With the artifacts and eBay pages built, I got some additional feedback from Sarah and my partner, Mike. Both brought up interesting points for me to develop and clarify. I came to understand that there was a bit too much of a mystery. The objects were intentionally subtle in their abnormality and presentation. You would have to an expert in multiple different fields to notice and appreciate why the objects were interesting. I came up with the idea of a podcast, which could serve as the viewers point of entry, and allow me to better express my particular point-of-view on the subject. At this point, I was full-on laughing about where this project was going, and it was joyful to let it continue to grow towards more ridiculousness.  
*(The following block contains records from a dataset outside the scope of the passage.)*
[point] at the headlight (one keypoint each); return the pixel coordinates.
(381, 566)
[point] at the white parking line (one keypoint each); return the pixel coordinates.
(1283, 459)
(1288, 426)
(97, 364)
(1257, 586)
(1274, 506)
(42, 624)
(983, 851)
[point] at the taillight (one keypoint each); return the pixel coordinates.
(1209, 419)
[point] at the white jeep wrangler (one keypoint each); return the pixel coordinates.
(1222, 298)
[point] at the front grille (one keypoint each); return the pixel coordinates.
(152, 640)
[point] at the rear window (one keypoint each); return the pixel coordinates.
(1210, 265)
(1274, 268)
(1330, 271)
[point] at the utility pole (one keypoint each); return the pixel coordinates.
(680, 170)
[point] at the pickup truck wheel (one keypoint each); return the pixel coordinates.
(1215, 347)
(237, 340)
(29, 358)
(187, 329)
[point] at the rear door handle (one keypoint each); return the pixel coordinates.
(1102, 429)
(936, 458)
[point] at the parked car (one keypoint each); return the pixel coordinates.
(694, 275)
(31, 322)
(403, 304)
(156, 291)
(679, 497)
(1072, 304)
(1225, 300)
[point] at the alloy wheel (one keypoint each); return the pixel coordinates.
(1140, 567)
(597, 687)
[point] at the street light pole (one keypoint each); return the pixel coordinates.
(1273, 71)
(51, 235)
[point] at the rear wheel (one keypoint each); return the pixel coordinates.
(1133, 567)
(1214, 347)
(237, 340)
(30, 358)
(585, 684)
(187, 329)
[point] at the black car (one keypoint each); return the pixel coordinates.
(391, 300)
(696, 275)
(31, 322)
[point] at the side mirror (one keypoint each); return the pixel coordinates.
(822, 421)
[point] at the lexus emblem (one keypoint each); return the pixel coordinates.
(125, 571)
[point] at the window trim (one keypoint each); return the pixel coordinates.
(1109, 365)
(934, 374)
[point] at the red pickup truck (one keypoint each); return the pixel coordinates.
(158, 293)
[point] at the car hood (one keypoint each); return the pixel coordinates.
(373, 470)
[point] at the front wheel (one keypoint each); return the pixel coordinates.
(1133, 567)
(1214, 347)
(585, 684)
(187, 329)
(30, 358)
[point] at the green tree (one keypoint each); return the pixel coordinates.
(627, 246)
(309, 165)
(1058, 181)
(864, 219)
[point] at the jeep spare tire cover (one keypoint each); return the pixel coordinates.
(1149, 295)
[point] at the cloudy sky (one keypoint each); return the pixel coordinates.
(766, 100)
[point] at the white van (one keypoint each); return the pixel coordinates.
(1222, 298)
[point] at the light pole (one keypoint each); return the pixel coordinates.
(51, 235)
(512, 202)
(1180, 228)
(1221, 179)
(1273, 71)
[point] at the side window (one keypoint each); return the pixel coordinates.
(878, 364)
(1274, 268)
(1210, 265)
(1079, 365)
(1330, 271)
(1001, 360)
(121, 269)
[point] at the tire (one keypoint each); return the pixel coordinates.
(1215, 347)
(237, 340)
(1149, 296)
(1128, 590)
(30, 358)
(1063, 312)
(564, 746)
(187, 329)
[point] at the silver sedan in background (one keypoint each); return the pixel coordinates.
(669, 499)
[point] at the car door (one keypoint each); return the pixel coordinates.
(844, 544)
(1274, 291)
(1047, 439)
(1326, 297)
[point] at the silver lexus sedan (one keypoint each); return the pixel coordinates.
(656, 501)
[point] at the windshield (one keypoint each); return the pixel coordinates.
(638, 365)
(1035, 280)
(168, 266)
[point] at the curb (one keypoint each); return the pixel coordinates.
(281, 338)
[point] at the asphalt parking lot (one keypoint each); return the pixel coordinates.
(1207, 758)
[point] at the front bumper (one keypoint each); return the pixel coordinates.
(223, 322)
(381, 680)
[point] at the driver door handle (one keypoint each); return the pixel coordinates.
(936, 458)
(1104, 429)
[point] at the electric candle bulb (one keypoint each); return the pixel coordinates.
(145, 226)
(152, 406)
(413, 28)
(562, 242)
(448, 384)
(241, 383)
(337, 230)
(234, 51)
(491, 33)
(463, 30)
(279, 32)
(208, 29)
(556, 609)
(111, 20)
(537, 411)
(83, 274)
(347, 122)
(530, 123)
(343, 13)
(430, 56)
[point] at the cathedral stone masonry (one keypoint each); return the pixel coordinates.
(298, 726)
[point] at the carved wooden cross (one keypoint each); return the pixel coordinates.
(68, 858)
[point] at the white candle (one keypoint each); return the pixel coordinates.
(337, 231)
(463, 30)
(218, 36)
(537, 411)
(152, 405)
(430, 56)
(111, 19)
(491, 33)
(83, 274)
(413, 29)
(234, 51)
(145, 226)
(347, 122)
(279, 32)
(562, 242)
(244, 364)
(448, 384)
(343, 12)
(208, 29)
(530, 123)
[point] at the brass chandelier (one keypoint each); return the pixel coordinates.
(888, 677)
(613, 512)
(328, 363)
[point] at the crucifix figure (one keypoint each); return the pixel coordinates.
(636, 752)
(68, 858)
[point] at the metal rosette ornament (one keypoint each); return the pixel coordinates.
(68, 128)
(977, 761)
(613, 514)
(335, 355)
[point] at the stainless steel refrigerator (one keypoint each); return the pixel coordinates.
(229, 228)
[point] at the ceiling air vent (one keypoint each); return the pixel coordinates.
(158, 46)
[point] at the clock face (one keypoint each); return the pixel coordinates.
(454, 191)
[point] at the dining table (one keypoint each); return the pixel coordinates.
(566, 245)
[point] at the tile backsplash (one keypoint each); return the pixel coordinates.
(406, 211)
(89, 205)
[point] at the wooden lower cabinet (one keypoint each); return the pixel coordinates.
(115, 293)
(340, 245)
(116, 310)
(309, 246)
After recruiting some family members to voice act, I was able to put together a fake trailer for a fake podcast about a fake mystery revolving around fake eBay listings for fake items from a fake version of our real world. When building out the assets for the podcast and trailer, there were some interesting opportunities to add to the developing narrative with episode notes, updates, and descriptors. In all of the moments, dealing with non-traditional forms was really fun and provided avenues to include more details and push the “reality” I was inventing even further.

User Questions

  • Did the mystery capture your attention?
  • Where you bothered by the levels of abstraction away from the topic?
  • If you had no context, what would you think the intention of the project was?
  • Did it make you laugh?
  • Were you drawn into the story?
  • Do you see a connection to the theme of “maintenance”

Questions About Making

  • How do you evaluate research-based artwork?
  • How do you appropriately credit the research, references, and influences when it’s about the collective information, rather than specific?
  • How do you know if you are making an actual connection or just talking yourself into seeing something in what you are doing?